There was an expectation that banks would dispose of legacy assets and flush the market with assets, but with cheap financing, it turned out that the best vehicles to hold these assets through the recession were the banks themselves. While a deluge of distressed collateral hasn't occurred, the major consequence is that banks have stopped lending to new businesses.

Q: What major development do you expect from the market in the future?
AP:
There is a tendency towards continued tightening in the primary market. There is also a sense that the market is consolidating.

However, as spreads come down, a macro recovery could emerge and push rates up fairly rapidly. The market is entering a stable phase, but one that remains vulnerable to shocks related to inflationary pressures.

ALM: Many investors have reassessed ABS with a fresh approach and returned to the market in search of value. ABS pricing has therefore normalised.

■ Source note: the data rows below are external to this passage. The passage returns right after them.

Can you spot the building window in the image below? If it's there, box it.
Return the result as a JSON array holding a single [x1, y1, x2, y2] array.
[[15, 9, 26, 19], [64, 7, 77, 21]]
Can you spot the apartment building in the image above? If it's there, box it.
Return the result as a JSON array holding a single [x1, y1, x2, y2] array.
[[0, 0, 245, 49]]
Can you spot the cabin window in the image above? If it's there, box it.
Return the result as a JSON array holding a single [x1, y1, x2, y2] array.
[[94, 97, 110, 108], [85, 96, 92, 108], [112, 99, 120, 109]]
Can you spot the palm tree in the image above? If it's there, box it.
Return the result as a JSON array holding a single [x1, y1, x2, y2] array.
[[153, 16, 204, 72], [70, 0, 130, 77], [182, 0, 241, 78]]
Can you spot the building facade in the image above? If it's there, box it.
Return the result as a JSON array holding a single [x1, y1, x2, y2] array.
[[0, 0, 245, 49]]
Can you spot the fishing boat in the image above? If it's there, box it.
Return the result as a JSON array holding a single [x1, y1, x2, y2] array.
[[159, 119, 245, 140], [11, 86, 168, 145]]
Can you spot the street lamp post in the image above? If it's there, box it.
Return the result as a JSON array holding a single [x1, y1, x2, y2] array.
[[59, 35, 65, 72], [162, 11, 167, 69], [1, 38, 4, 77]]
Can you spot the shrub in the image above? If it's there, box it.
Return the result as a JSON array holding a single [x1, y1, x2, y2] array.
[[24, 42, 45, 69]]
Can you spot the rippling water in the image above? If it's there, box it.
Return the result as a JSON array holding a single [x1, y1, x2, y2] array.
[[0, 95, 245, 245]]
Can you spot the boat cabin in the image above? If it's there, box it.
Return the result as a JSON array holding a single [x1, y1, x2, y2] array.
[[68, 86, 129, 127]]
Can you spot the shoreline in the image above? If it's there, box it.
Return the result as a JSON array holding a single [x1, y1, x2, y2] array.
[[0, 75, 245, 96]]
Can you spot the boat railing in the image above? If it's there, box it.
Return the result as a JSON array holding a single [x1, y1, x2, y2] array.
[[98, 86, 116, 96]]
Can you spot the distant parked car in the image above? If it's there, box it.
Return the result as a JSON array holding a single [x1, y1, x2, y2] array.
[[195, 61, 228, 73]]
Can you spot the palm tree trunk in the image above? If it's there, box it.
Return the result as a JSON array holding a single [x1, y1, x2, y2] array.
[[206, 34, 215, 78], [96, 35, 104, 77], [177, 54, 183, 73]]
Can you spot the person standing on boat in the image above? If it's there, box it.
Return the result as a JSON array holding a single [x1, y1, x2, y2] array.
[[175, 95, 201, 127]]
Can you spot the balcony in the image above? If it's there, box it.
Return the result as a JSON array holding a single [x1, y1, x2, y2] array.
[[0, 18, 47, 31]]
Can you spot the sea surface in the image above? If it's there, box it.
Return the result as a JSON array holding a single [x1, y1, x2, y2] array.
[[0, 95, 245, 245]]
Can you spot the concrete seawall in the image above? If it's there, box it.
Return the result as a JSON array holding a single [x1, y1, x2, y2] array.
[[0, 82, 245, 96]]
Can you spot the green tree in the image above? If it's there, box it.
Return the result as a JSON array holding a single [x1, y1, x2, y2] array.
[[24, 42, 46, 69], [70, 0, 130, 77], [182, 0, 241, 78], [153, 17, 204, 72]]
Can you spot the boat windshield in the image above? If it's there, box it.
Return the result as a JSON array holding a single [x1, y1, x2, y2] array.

Providing negative news regarding the macro situation of certain peripheral countries continues to lessen, tail risk can increasingly be excluded from pricing of peripheral ABS.

In terms of relative value, my personal view is that the peripheral market offers significant opportunities. But such assets need to be considered at the right price and possibly with a hedge mitigating macro exposures to cover tail risk.

I agree that one major issue to be aware of is the interest rate environment. If interest rates rise, it will be an interesting environment for credit. Peripheral countries are already somewhat seeing rate increases at a macro level (although not specifically within seasoned ABS), so it makes sense to assess its impact and take advantage of that experience.

Generally, the two major themes for European ABS in 2013 are the regulatory situation and the interest rate environment. Macro themes to be aware of include Spain and Italy coping with and possibly emerging out of recession.